I just read issue #2 of Flex Mentallo about as mentally stable as the protagonist because I haven't slept. And I need to know what the FUCK was with the room inside the castle where the kids were all shitting? Maybe because I was getting so immersed and emotional big if feels worse than the catalogue view of /co/. Do they ever explain it? Please tell me Wallace didn't get shit on and diddled. Did fucking Grant get shit diddled is that what he's saying here?! What the fuck is this shit.
Wait...is he just remembering using a public change room in gym class for the first time...
Ok its just anal probing aliens I guess.
>>152096068keep reading
>>152096096Alright but I am not on enough of my meds for this shit.
>>152096101stop reading for now, then
>>152096101Reading Morrison in a fragile mental state might be not your best idea yet.

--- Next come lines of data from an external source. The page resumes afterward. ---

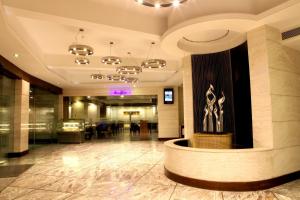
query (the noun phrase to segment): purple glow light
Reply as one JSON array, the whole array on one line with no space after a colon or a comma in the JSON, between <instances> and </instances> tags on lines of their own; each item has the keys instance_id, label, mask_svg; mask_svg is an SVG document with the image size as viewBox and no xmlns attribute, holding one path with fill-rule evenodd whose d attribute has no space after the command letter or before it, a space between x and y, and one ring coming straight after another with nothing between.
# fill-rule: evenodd
<instances>
[{"instance_id":1,"label":"purple glow light","mask_svg":"<svg viewBox=\"0 0 300 200\"><path fill-rule=\"evenodd\" d=\"M131 90L130 89L126 89L126 90L110 90L109 91L109 95L110 96L129 96L131 95Z\"/></svg>"}]
</instances>

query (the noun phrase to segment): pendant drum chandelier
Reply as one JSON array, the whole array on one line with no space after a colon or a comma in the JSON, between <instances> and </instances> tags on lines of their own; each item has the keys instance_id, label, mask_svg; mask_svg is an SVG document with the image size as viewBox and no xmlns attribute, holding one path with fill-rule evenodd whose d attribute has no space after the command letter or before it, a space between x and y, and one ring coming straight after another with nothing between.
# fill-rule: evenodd
<instances>
[{"instance_id":1,"label":"pendant drum chandelier","mask_svg":"<svg viewBox=\"0 0 300 200\"><path fill-rule=\"evenodd\" d=\"M178 7L180 4L186 2L187 0L135 0L139 4L148 7Z\"/></svg>"},{"instance_id":2,"label":"pendant drum chandelier","mask_svg":"<svg viewBox=\"0 0 300 200\"><path fill-rule=\"evenodd\" d=\"M121 75L137 75L142 72L140 66L121 66L117 67L117 73Z\"/></svg>"},{"instance_id":3,"label":"pendant drum chandelier","mask_svg":"<svg viewBox=\"0 0 300 200\"><path fill-rule=\"evenodd\" d=\"M105 56L101 59L101 62L105 65L118 65L122 62L121 58L111 55L111 49L113 45L114 42L109 43L109 56Z\"/></svg>"},{"instance_id":4,"label":"pendant drum chandelier","mask_svg":"<svg viewBox=\"0 0 300 200\"><path fill-rule=\"evenodd\" d=\"M78 42L78 37L80 36L80 39L83 39L83 32L84 29L80 28L78 33L75 36L75 42L69 46L69 52L75 56L75 63L78 65L87 65L90 63L87 56L94 54L94 49L91 46L80 44Z\"/></svg>"},{"instance_id":5,"label":"pendant drum chandelier","mask_svg":"<svg viewBox=\"0 0 300 200\"><path fill-rule=\"evenodd\" d=\"M125 83L136 84L139 81L138 78L135 77L127 77L125 79Z\"/></svg>"},{"instance_id":6,"label":"pendant drum chandelier","mask_svg":"<svg viewBox=\"0 0 300 200\"><path fill-rule=\"evenodd\" d=\"M151 50L154 45L155 45L155 42L151 42L148 57L146 60L144 60L142 62L142 67L145 69L161 69L161 68L165 68L167 66L167 61L165 61L163 59L158 59L158 58L150 58L149 59L149 54L151 53Z\"/></svg>"},{"instance_id":7,"label":"pendant drum chandelier","mask_svg":"<svg viewBox=\"0 0 300 200\"><path fill-rule=\"evenodd\" d=\"M94 79L94 80L103 80L103 79L105 79L105 76L103 74L92 74L91 75L91 79Z\"/></svg>"},{"instance_id":8,"label":"pendant drum chandelier","mask_svg":"<svg viewBox=\"0 0 300 200\"><path fill-rule=\"evenodd\" d=\"M107 79L114 82L124 82L126 77L120 74L109 74L107 75Z\"/></svg>"}]
</instances>

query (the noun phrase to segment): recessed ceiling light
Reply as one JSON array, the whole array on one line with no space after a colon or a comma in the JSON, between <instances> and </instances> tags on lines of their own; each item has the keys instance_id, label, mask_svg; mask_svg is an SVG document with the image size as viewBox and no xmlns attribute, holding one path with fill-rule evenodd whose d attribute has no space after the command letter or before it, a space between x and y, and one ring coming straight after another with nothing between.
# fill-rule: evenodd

>>152096068>mom found the shitting room
>>152096521>>152096129I didn't take your advice and just finished it. It feels like I have absolutely no idea what's going on and at the same time that I understand everything through intuition somehow. Because it is very emotional. And it feels like it runs on dream logic that all links together. Like I noticed the tiny fairy girl was buzzing around on the first fucking issue. And they were like Wallace and his GF at the end. And maybe Harry and his wife too.I still dont fully get the shit house child rape being a red herring for being aliens being a red herring for being the way fear would give him the idea to create his superheroes. Was he afraid if the bomb, getting riddled for some reason and aliens? Did he get diddled for real? Is GRANT MORRIS FUCKING OK?! I saw him at the end flying off in bondage gear so I guess he's fine.I barely read comics before in my life and this year my new years resolution was finally get into them more because I loved all the cartoons and games and toys and movies (not the MCU lol) Adam West reruns and cultural osmosis. I feel like I missed a lot of context from the brief amount of info I knew going in. Why Flex Mentallo? I just..... I just he was big and strong and I'm having a bad day.Thanks for reading my schizophrenic midlife crisis meltdown
Wait were the heroes actually real?!
Fuck I'm having a delayed reaction and thinking about it makes me tear up.